Besides its rich biodiversity, many myths are related to the Nokrek reserve. The presence of mande burung, or ape man, is one.
Elwel Ch Momin, the 25-year-old guide at the Nokrek, rejects that stories about the ape man are only myths. “Many people have seen foot marks. Though I have not seen but I believe he exists and protects the forest,” says Elwel, who has been exploring the Nokrek since childhood.
It is a surreal experience to walk through the forest. The green canopy gets denser as one goes deeper into the jungle. There are signboards telling visitors not to desecrate the forest and also about the paths taken by elephants. One signboard says, “Nature is not a place to visit, it is home.”
Darmen G Momin, a resident of Sasatgre, says the trees which have mossy barks are among the oldest and belonged to abong noga and silme doka. Is it another myth? “No,” Momin says emphatically. “It is a strong belief. See this space where the density of trees is less. This was the place where our forefathers lived,” he explains as he points to an area inside the forest where most of the trees are “ancient”.
While the local population wants to leverage the tourism potential of the place, dilapidated roads are a major hindrance. Marak says the villagers have approached the authorities but nothing has been done so far.

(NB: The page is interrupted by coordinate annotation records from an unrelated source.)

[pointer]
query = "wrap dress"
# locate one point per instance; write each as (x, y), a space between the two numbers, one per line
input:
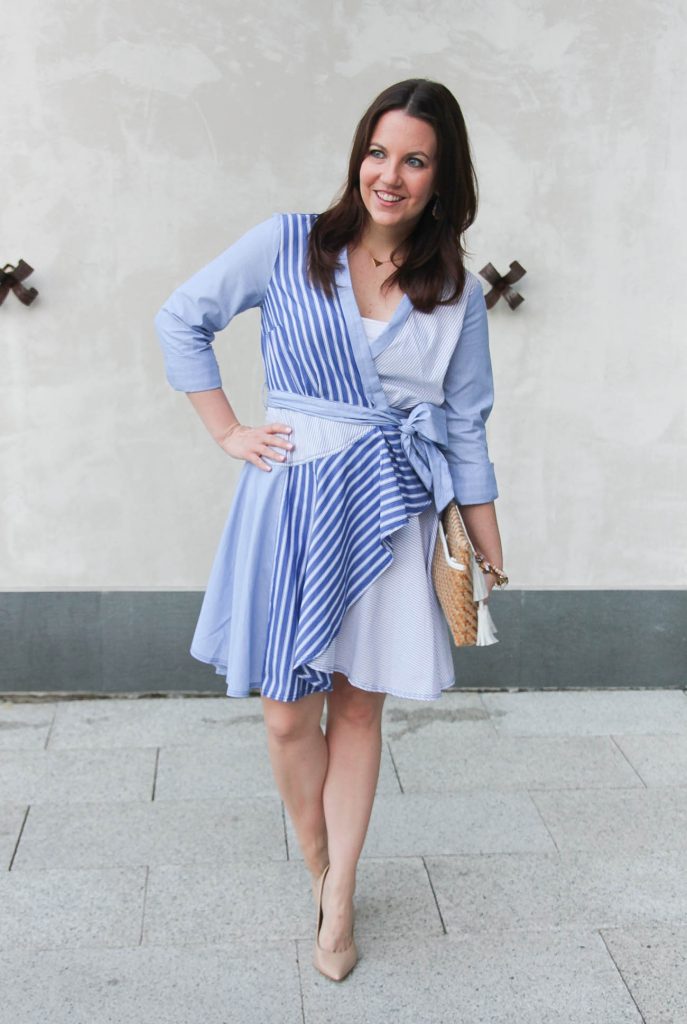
(325, 562)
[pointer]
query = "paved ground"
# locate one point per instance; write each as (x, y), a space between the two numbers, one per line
(524, 864)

Local MLA Marcuise N Marak says since the area is restricted and a protected forest, it is difficult to get sanction for a road project. “I had proposed PMGSY (Pradhan Mantri Gram Sadak Yojana) but the Ministry of Forest and Environment did not give clearance. I recently spoke to the chief minister about the problem and he is keen (to develop the road). We can have an all-weather road made of stones and pebbles,” he says and adds that the process has already begun.
Modernity has crept into the remote area in various forms. One can see electric poles standing incongruously among trees on the way to Daribokgre. The mesh of wires is an eye sore. Momin says the electric wires are posing danger to birds and arboreal animals.

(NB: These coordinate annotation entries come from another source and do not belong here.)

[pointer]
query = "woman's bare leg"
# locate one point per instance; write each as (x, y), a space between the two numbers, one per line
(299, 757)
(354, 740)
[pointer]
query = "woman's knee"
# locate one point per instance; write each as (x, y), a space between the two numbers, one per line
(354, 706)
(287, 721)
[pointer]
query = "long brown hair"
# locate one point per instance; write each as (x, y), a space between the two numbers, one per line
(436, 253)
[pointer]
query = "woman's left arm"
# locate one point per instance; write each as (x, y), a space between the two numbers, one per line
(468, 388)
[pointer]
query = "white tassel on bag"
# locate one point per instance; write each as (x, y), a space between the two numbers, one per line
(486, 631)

“The village (Daribokgre) is near the Nokrek forest and this makes the wildlife vulnerable. There are so many electric poles and the wires are criss-crossing precariously. Birds are often killed,” he adds.
According to Momin, solar light can be the solution “but it has never been considered”.
But the MLA says the project is in the pipeline. “Madam Agatha (Tura MP Agatha Sangma) had already proposed it to the Government of India… Things are taking so long because of some procedures,” he informs.
The change in lifestyle of locals and concrete structures are also adding to the problems, says Momin. The corrugated iron sheets have replaced traditional thatched roofs and birds which would nest in the grass are being forced to find space in trees.
“Our lifestyle is affecting the flora and fauna of the area and this is wrong. The Nokrek is a biodiverse area and there should be awareness among people on preservation and protection of this place,” he asserts.
Momin also points out that many locals are planting arecanut, “which is not indigenous to the place”.
“In fact, no sapling from outside should be planted. There should be proper awareness on how to protect the forest, the indigenous trees and the wildlife. The Nokrek is a sacred place and all of us have to contribute to the preservation process,” he concludes.